The server was set up in such a way as to return useful programmatic messages to clients interacting with it across a socket. If the message was received and all was well, the server responded with [cci]1[/cci]. If the message was corrupted – it was missing information and was therefore an invalid length – the server responded with [cci]-1[/cci]. If the message contained the correct number of bytes, but was invalid, the server responded with [cci]0[/cci].
The number of times I’ve written an application, method call, or publicly-accessible web service that exhibits the same kind of behavior for development and debugging purposes is … sobering.

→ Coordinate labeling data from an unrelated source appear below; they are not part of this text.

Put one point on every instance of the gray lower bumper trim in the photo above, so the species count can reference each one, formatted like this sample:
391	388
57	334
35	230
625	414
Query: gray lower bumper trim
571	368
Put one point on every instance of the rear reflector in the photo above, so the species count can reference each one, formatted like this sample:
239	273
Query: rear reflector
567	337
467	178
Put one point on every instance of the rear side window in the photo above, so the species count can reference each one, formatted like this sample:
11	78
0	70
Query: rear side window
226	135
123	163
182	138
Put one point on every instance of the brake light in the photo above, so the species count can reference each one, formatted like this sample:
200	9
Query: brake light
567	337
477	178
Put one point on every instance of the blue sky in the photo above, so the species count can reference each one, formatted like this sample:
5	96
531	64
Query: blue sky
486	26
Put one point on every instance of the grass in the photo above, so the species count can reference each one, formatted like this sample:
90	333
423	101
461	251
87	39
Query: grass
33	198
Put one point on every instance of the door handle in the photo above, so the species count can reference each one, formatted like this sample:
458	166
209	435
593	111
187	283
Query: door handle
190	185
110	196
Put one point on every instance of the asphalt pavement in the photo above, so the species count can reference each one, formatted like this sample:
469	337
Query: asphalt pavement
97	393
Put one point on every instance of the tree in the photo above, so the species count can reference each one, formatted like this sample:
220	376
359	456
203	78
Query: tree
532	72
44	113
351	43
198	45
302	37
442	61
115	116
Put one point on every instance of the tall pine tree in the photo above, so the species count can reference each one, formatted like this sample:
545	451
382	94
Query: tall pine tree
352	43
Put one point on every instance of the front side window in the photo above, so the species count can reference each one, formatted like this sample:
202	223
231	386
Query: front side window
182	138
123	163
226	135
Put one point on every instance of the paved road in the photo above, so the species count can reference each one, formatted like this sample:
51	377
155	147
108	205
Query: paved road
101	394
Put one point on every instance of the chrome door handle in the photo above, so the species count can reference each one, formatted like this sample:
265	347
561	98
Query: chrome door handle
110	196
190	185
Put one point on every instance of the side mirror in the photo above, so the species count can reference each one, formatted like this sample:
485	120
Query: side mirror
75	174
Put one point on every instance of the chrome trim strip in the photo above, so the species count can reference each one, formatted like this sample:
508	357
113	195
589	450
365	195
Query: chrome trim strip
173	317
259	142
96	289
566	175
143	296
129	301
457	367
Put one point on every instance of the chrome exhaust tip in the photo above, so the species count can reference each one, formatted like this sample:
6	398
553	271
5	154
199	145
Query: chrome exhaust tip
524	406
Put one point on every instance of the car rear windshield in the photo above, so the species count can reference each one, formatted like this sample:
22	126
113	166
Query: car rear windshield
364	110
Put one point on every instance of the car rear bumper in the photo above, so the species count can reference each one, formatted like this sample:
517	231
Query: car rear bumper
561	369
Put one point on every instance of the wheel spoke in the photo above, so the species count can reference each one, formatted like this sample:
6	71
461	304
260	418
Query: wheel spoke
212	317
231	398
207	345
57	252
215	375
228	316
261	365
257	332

We were given a string of already-encrypted bytes (i.e. a message intercepted by sniffing communication with the server) and tasked with using the above server behavior to our advantage to break the system. It turns out, this was relatively easy.
A block cipher works in such a way that manipulating a byte in one block has a predictable result on another block. We were able to abuse this to discover, one byte at a time, every single byte of the short message. The process for doing so was so straightforward, I wrote a quick app in Ruby that processed the entire string for me automatically.[ref]First I cracked the message by hand. It was an arduous process, but still took less than an hour in total. The scripted method completely recovered the target plain text string in just a few minutes, revealing one byte at a time in a few seconds each.[/ref]
Attacking the way the server leaks information about itself is using a side channel to decrypt the message. It’s not an uncommon attack, but I was surprised it was so simple!
Applications in the Real World
Different components of our products can be vulnerable to similar attacks in different ways. A website returning a 4XX level error in response to badly-formed (encrypted) data versus a 2XX response is one such example. As engineers, we code things in a certain way to be helpful – if we intercept an error we want to provide feedback. Unfortunately some of that feedback might provide a useful exploit route for individuals with nefarious intent.
When it comes to usernames and passwords, I know it’s considered a vulnerability when some sites take longer or return a different message for usernames that exist but fail to match a particular password. I’ve seen backs fall prey to this – an invalid username results in a quick error; a valid username (i.e. account number) with an invalid password results in a longer feedback look and a redirect. This behaviors leaks information, and I’ve personally had my bank account hijacked due to this exact kind of behavior.
Seeing what I thought was a reasonable, well-implemented system fall prey to attack so easily has driven home the point that just about any application can be vulnerable to attack. I’ll be looking at my own code with a much more critical eye moving forward. You should as well.